И вот теперь я, желая найти Вторых, которые вроде как и затеяли всю эту заварушку с концом света и Игрой, лечу на их планету, чтобы отыскать виновных в уничтожении моего мира.
— …Чтобы больше ни один из миров не был уничтожен! — я даже кулаком в воздухе потряс для пущего эффекта.
— И… снято! — улыбнулся Кторвик. — Вот это я понимаю, мотивация! Ещё бы Иву в виде той самой погибшей девушки представить — и была бы вообще конфетка! Но уже поздно… Эх.
История историей, но у меня имелась мотивация и получше. О ней Кторвику пока что знать не следовало. Я намеревался завладеть Ладьёй и раз и навсегда выяснить у Системы, какая тайна скрывается за этим центральным элементом Игры.
Но о чём хотел рассказать Рент-а-Ил?.. Это я собирался выяснить в самое ближайшее время.

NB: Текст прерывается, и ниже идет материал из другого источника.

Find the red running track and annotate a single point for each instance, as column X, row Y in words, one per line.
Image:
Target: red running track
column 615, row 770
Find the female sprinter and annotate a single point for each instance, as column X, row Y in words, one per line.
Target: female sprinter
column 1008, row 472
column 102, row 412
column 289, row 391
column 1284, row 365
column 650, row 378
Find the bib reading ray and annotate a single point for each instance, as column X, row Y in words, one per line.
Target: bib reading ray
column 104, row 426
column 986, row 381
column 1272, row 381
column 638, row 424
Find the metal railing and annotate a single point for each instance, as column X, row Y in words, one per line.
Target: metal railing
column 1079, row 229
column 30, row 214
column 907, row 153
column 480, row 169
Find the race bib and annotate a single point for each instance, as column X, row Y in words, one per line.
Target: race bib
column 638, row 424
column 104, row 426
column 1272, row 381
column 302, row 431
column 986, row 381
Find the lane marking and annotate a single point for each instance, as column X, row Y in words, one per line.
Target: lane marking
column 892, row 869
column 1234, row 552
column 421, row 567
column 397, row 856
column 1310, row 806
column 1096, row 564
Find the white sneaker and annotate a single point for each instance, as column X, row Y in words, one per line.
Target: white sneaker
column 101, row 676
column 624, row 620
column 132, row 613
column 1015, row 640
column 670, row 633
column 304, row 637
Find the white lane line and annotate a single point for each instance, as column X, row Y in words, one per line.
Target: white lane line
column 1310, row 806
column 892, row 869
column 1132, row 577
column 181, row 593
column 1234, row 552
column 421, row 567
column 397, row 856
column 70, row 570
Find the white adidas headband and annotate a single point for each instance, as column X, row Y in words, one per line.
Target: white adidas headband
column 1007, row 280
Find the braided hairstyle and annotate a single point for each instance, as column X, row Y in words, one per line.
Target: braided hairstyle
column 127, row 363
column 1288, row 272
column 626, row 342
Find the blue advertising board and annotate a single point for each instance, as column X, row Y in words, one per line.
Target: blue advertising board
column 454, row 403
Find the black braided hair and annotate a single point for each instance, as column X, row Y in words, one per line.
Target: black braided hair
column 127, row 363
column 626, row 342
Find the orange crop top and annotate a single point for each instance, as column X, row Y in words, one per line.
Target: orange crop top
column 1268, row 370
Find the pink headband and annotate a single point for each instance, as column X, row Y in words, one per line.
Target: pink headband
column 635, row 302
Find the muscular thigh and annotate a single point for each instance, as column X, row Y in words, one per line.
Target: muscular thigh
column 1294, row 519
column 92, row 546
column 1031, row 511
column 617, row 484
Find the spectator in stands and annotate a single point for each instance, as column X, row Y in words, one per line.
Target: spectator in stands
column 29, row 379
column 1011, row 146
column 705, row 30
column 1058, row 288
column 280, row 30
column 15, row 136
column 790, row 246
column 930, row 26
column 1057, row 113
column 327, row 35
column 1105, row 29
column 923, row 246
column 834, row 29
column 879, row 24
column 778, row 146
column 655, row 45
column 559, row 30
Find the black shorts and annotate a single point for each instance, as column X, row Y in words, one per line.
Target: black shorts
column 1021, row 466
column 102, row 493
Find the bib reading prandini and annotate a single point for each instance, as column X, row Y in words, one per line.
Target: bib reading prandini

Летающая тарелка неспешно вращалась вокруг своей оси, изредка выплёвывая в космическое пространство плазменное топливо, унося нас всё дальше и дальше от мира октопусов навстречу скрытой во мраке космоса планете Вторых. Я ещё ничего не знал об этом мире. Возможно, в нём обитают самые настоящие боги, одной мыслью способные уничтожить всю нашу экспедицию. Может, там давно уже никого нет в живых… Но ведь кто-то же должен активировать Ладью, чтобы уничтожались целые миры, а в Игру попадали всё новые и новые виды? Или Ладья — это и есть тот самый бог (или же Создатель), играющийся с миллиардами жизней? Но в таком случае зачем нужен я, Харон?..
Летающая тарелка неспешно вращалась вокруг своей оси, а её временные обитатели уже разбрелись по своим отсекам, чтобы на утро быть разбужены громким воплем Зелёного, который бежал от отсека Уолк-Дэ.
За час до этого репортёр, покачиваясь и зажимая ладонью колотую рану, выполз в коридор и обмяк, привалившись к металлической стене и чуть слышно шепча: «Сбежал с-сука…».
Глава 10. Покушение
Девушка нетерпеливо трясла меня за плечо и что-то говорила. Я с трудом открыл тяжёлые веки (запись интервью затянулась, и в свои отсеки мы вернулись уже глубокой ночью):
— Что такое, Ива? — неспешно спросил я, зевая.
— Уолк-Дэ!! — девушка была на грани истерики, что для спокойной Ивы совсем не свойственно.
— Что Уолк-Дэ? — как же не хочется вставать… извилистые иероглифы, мигающие на часах, показывали только семь утра. Спал, дай бог, четыре-пять часов.
Я взял с прикроватного столика платок и хотел было передать его плачущей девушке.